The 14-year-old accused of killing four people at his Georgia high school this week had switched middle schools and drawn the attention of authorities who suspected he had posted school shooting threats online.
His mother had repeated encounters with law enforcement and had been ordered to stay away from drugs and alcohol. His family had been evicted from their home because of unpaid rent, and his parents had split.
Interviews with relatives and others who knew the teenager, and a review of court documents and law enforcement records, reflected a family in constant turmoil in the years before the shooting this week at Apalachee High School in Winder.
The suspect, Colt Gray, has been charged with four counts of murder for the Wednesday morning attack in which two students and two math teachers were killed and eight other students were injured. During his first court appearance on Friday, a judge informed him that he could face a maximum penalty of life in prison.
His father, Colin Gray, is facing second-degree murder and other charges, as officials argue that he shoulders considerable blame for giving his son the AR-15 semiautomatic rifle used in the attack. The weapon was a Christmas gift last year, according to three law enforcement officials. Mr. Gray, 54, faces a maximum sentence of 180 years in prison, if convicted.
During the brief hearing on Friday, relatives of the people who were killed sat directly behind the defendants, only a few feet away. The grief that the community in Winder is now wrestling with was palpable.
Within hours of the shooting on Wednesday, the F.B.I. disclosed the previous threats that the teenager might have made. The bureau said that he had been interviewed more than a year ago, after tipsters reported threats to “shoot up a middle school” that they had seen in an online chat group. The posts included photographs of guns, officials said.
The matter was referred to the sheriff’s office in Jackson County, Ga., near Winder, where the boy and his father lived at the time. The boy denied making the threats, which had been posted to Discord, a social media platform; he suggested that his account could have been hacked. The father told investigators that his son did not have “unfettered” access to guns in the home.
The father also told them he would be “mad as hell” if his son had made the online threat and “then all the guns will go away.”
The investigators ultimately determined that “the threat cannot be substantiated,” according to their reports.
But in interviews that they conducted with the father, transcripts of which were released this week, he described the troubles his son had in school. At one middle school in Jackson County, other students “just ridiculed him day after day after day,” the father said.
For eighth grade, the boy had moved to a new school where, his father said, the problems had been less severe.
But school was not the only source of the family’s problems.
The father described returning home one day in 2022 to see his possessions piled outside, an eviction underway.
“I’m like, what are they doing?” he recounted to an investigator. “Like, I don’t even know why y’all are here.”

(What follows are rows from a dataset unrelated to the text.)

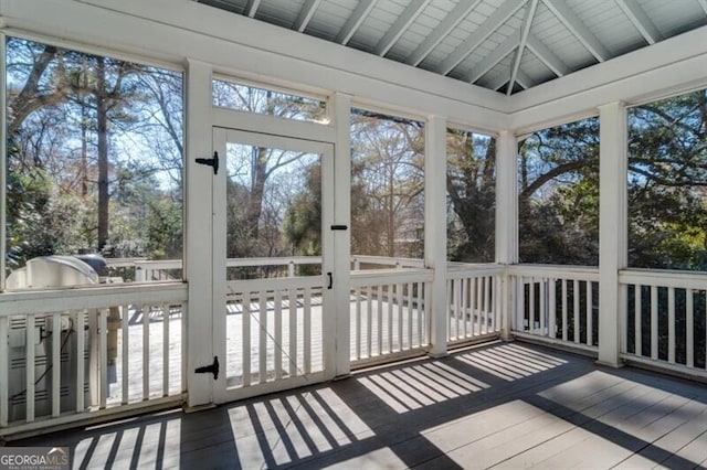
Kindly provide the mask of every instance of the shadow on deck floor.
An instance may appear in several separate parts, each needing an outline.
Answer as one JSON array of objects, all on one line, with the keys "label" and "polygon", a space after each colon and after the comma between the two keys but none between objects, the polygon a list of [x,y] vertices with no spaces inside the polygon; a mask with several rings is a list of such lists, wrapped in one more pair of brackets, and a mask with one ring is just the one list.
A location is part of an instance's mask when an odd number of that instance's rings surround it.
[{"label": "shadow on deck floor", "polygon": [[515,343],[44,435],[74,468],[699,468],[707,387]]}]

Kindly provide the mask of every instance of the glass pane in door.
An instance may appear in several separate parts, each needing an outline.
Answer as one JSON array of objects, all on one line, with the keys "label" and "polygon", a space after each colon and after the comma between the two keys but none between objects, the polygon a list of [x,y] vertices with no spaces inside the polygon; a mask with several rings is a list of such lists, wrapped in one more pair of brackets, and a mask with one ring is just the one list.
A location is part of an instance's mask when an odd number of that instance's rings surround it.
[{"label": "glass pane in door", "polygon": [[228,142],[225,167],[226,386],[323,370],[321,154]]}]

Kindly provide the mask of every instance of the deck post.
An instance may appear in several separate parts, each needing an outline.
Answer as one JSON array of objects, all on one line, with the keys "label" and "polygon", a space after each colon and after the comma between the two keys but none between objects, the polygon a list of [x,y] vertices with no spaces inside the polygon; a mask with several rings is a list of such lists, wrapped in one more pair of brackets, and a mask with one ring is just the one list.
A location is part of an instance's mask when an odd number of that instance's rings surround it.
[{"label": "deck post", "polygon": [[[211,66],[189,61],[187,72],[187,154],[186,171],[186,257],[184,278],[189,282],[189,314],[187,316],[188,407],[213,402],[213,381],[209,374],[194,374],[194,368],[213,361],[213,273],[212,207],[210,171],[198,167],[194,159],[212,153],[211,128]],[[219,312],[223,314],[223,312]],[[186,355],[186,357],[184,357]]]},{"label": "deck post", "polygon": [[[336,126],[334,147],[335,223],[351,226],[351,97],[335,93],[330,113]],[[336,273],[336,364],[325,356],[325,368],[334,367],[334,375],[351,372],[351,231],[334,232],[334,270]],[[331,333],[334,338],[335,334]],[[325,350],[326,351],[326,350]]]},{"label": "deck post", "polygon": [[623,103],[599,107],[599,360],[621,366],[619,271],[626,267],[626,113]]},{"label": "deck post", "polygon": [[[518,142],[509,130],[498,133],[496,146],[496,263],[513,265],[518,261]],[[511,312],[515,306],[513,279],[503,276],[500,286],[500,338],[510,339]],[[498,303],[497,303],[498,305]]]},{"label": "deck post", "polygon": [[430,355],[446,354],[446,119],[430,116],[424,152],[424,265],[434,271],[425,300]]}]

They had been living in a 2,600-square-foot home in a development called Traditions, where rolling hills are dotted with elegant new houses, spacious yards and amenities that include a pool, tennis courts and a golf course.

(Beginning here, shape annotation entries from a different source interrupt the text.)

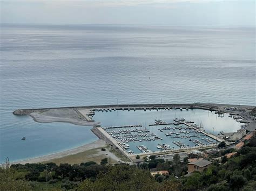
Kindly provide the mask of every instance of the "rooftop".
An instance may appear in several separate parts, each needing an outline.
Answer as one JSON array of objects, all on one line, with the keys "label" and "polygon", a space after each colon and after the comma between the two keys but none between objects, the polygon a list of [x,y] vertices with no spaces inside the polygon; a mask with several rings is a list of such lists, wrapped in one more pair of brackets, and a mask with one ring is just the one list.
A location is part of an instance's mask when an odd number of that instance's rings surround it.
[{"label": "rooftop", "polygon": [[238,148],[241,148],[241,147],[243,146],[244,144],[245,144],[245,143],[240,142],[239,143],[238,143],[238,144],[235,145],[235,147]]},{"label": "rooftop", "polygon": [[245,140],[249,140],[250,139],[252,138],[252,133],[250,133],[246,136],[244,139]]},{"label": "rooftop", "polygon": [[169,173],[167,171],[152,171],[150,172],[152,175],[155,175],[156,174],[169,174]]},{"label": "rooftop", "polygon": [[232,156],[233,156],[234,154],[237,154],[237,152],[234,152],[230,153],[228,153],[228,154],[226,154],[225,155],[226,155],[226,157],[227,157],[227,158],[228,159],[229,159],[230,157],[231,157]]},{"label": "rooftop", "polygon": [[199,159],[194,162],[188,163],[188,165],[194,165],[199,167],[203,167],[211,164],[212,162],[210,162],[208,160],[203,159]]}]

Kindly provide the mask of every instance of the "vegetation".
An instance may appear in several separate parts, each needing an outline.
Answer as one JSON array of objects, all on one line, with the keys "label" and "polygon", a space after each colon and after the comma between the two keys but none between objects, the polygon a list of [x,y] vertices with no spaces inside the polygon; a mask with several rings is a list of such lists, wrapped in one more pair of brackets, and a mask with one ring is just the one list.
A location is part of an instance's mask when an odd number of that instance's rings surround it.
[{"label": "vegetation", "polygon": [[[102,165],[93,161],[73,165],[17,164],[0,168],[0,190],[255,190],[255,139],[253,138],[231,158],[214,160],[203,172],[189,176],[185,176],[188,159],[181,161],[178,154],[173,161],[152,155],[138,166],[112,166],[107,158]],[[168,171],[169,174],[153,176],[150,169]]]}]

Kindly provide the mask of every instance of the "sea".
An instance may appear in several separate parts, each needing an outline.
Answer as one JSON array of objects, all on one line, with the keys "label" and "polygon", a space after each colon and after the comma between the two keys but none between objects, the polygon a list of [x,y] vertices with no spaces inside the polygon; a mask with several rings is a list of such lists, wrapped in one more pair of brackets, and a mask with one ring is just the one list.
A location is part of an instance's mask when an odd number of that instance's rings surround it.
[{"label": "sea", "polygon": [[255,105],[255,27],[0,27],[0,163],[98,139],[91,127],[36,123],[14,115],[17,109],[117,102]]}]

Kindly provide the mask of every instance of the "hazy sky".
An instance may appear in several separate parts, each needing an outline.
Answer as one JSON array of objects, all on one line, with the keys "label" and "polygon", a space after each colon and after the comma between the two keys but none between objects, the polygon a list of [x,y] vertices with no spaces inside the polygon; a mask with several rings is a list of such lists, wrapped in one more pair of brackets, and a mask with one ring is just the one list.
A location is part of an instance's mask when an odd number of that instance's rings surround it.
[{"label": "hazy sky", "polygon": [[256,0],[0,0],[1,23],[255,26]]}]

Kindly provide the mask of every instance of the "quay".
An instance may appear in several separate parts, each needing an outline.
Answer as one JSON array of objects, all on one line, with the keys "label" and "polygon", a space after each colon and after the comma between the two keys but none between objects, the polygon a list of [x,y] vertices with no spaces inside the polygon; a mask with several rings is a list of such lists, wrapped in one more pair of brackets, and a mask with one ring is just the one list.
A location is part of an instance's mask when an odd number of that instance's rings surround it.
[{"label": "quay", "polygon": [[199,130],[198,129],[197,129],[194,127],[193,127],[193,126],[192,125],[190,125],[190,124],[186,123],[183,123],[183,124],[184,125],[187,125],[187,126],[189,126],[190,128],[192,128],[197,131],[198,131],[199,132],[200,132],[200,133],[205,135],[205,136],[208,136],[208,137],[211,137],[211,138],[214,139],[216,140],[216,142],[218,141],[219,142],[225,142],[225,140],[223,139],[221,139],[221,138],[219,138],[219,137],[218,137],[217,136],[215,136],[215,135],[212,135],[212,134],[211,134],[211,133],[206,133],[206,132],[204,132],[204,131],[201,131],[200,130]]},{"label": "quay", "polygon": [[117,129],[117,128],[141,128],[142,127],[142,125],[127,125],[127,126],[105,126],[102,127],[103,129]]},{"label": "quay", "polygon": [[[194,123],[194,122],[187,122],[187,123]],[[183,124],[181,122],[174,122],[174,123],[154,123],[149,124],[149,126],[159,126],[159,125],[179,125]]]},{"label": "quay", "polygon": [[44,111],[51,109],[72,109],[79,110],[89,109],[93,111],[113,111],[116,110],[159,110],[159,109],[201,109],[217,111],[218,107],[215,104],[206,103],[186,103],[186,104],[112,104],[112,105],[98,105],[89,106],[78,106],[68,107],[44,108],[33,109],[19,109],[14,111],[12,113],[15,115],[26,115],[33,112]]}]

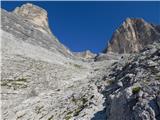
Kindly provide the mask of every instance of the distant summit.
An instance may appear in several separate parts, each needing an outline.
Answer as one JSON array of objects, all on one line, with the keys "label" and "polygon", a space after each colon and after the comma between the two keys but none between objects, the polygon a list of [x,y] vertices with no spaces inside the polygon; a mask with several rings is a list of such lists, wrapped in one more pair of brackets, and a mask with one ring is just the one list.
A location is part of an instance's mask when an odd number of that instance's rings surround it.
[{"label": "distant summit", "polygon": [[36,24],[38,26],[38,29],[42,32],[51,33],[48,25],[46,10],[31,3],[27,3],[22,5],[21,7],[16,7],[13,12],[22,16],[24,19],[32,22],[33,24]]},{"label": "distant summit", "polygon": [[105,53],[139,52],[148,44],[160,41],[160,27],[143,19],[127,18],[114,32]]}]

But the family had fallen behind on rent, court documents showed, with their landlord starting eviction proceedings in February 2022, when they owed $3,634. Months later, the unpaid rent had increased to more than $11,000.
Among their possessions that were dragged into the yard during the eviction that August were a number of firearms, hunting bows and a lot of ammunition, records show.

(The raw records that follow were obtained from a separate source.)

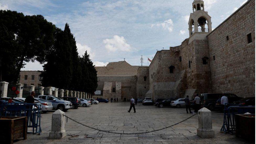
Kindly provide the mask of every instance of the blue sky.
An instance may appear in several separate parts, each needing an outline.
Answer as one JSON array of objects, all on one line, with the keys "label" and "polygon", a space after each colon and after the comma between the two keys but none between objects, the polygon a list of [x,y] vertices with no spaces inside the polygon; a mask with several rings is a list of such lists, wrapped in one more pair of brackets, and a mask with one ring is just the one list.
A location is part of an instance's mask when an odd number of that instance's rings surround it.
[{"label": "blue sky", "polygon": [[[156,50],[180,45],[189,36],[193,0],[0,0],[0,9],[41,14],[62,29],[66,23],[81,55],[87,50],[96,66],[123,60],[147,65]],[[204,0],[213,29],[247,1]],[[42,69],[36,62],[23,70]]]}]

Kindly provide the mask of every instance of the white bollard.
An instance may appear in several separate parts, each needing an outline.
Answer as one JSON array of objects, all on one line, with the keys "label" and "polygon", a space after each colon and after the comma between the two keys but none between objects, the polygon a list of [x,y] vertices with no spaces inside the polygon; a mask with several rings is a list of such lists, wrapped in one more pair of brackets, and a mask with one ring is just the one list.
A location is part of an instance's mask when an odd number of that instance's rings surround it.
[{"label": "white bollard", "polygon": [[214,131],[212,130],[211,112],[205,108],[198,111],[198,128],[197,135],[202,138],[214,137]]},{"label": "white bollard", "polygon": [[65,130],[65,113],[58,109],[52,113],[52,131],[49,135],[50,139],[61,139],[67,135]]}]

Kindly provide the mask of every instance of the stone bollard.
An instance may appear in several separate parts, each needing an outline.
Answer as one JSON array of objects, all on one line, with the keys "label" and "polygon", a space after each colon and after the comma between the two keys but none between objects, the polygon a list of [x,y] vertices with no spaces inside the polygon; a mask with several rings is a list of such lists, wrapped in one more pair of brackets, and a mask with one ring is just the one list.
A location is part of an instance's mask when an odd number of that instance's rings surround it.
[{"label": "stone bollard", "polygon": [[52,113],[52,131],[49,135],[50,139],[61,139],[67,135],[65,130],[65,113],[58,109]]},{"label": "stone bollard", "polygon": [[198,111],[198,128],[197,135],[202,138],[214,137],[214,131],[212,130],[211,112],[205,108]]}]

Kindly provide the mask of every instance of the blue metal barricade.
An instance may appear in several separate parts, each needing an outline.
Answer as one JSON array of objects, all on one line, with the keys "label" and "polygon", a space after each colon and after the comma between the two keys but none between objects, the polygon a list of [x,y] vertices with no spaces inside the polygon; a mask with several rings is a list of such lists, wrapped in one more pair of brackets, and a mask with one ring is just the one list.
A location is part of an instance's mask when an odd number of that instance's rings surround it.
[{"label": "blue metal barricade", "polygon": [[40,134],[42,131],[40,104],[7,103],[3,104],[0,105],[0,116],[27,116],[28,127],[31,127],[32,130],[32,132],[28,131],[28,133]]},{"label": "blue metal barricade", "polygon": [[225,106],[224,112],[223,124],[221,131],[233,134],[236,131],[235,115],[247,112],[255,114],[255,106],[226,104]]}]

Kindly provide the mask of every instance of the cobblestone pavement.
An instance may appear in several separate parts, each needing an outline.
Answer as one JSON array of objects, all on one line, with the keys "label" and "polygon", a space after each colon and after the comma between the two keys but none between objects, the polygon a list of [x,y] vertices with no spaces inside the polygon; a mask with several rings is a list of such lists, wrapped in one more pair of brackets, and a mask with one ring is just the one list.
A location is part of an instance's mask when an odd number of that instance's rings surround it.
[{"label": "cobblestone pavement", "polygon": [[[152,105],[136,105],[136,113],[127,112],[129,102],[100,103],[87,107],[70,109],[66,115],[82,124],[100,129],[118,132],[133,133],[164,127],[181,121],[192,114],[185,108],[159,108]],[[113,134],[86,127],[68,120],[65,129],[67,136],[61,140],[48,139],[54,111],[41,115],[42,133],[28,134],[27,139],[15,143],[63,143],[90,144],[189,143],[246,143],[234,135],[220,132],[223,122],[222,113],[212,113],[213,129],[215,137],[202,138],[197,136],[198,117],[194,117],[178,125],[163,130],[138,135]]]}]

When the parents separated around that time, the father apparently took informal custody of the son while two younger children went with the mother, Marcee Gray, the father told investigators.
The father and son moved into a modest house off a country road in neighboring Barrow County, where Colt Gray started at Apalachee High School early last month as a freshman.
Court records show that Ms. Gray has a criminal history over a number of years, including a guilty plea on charges of criminal damage to property and “criminal trespass/family violence.” She was also ordered by a court to pay back a car dealership after writing a bad check for $10,000 to buy a used Chevrolet Suburban, records showed.
According to arrest warrants, Ms. Gray was found in November with small amounts of methamphetamine, fentanyl and muscle relaxants. But court records indicate that she was not prosecuted for drug possession.
After the guilty plea in the criminal damage and trespass case, she received a five-year sentence in December that consisted of 46 days in jail and probation for the rest, according to court records. As part of the plea, she had to pay restitution to an Atlanta construction company and was ordered not to have direct contact with her estranged husband.
The Atlanta Journal-Constitution reported that in April, Ms. Gray was charged in Ben Hill County with the aggravated battery of a 73-year-old woman, along with counts of theft, false imprisonment and criminal trespass.
She has been living in Ben Hill County, several hours southeast of Atlanta and roughly 190 miles from Winder. She declined to talk when a reporter knocked on her door on Thursday; efforts to talk to the suspect’s father were also unsuccessful.
The shooting suspect’s father told investigators last year that he had introduced his son to guns and hunting as a way to bond with him and draw him out.
But Charlie Polhamus, the boy’s maternal grandfather, said the boy’s father had given him too much latitude with the weapons. Even before the charges against the father were announced on Thursday, he argued that the elder Mr. Gray shared responsibility for the attack.
“I understand my grandson did it — I understand that,” Mr. Polhamus, 81, said in a brief interview. “But he would not have if he did not have a father like he had. That’s as plain as I can put it.”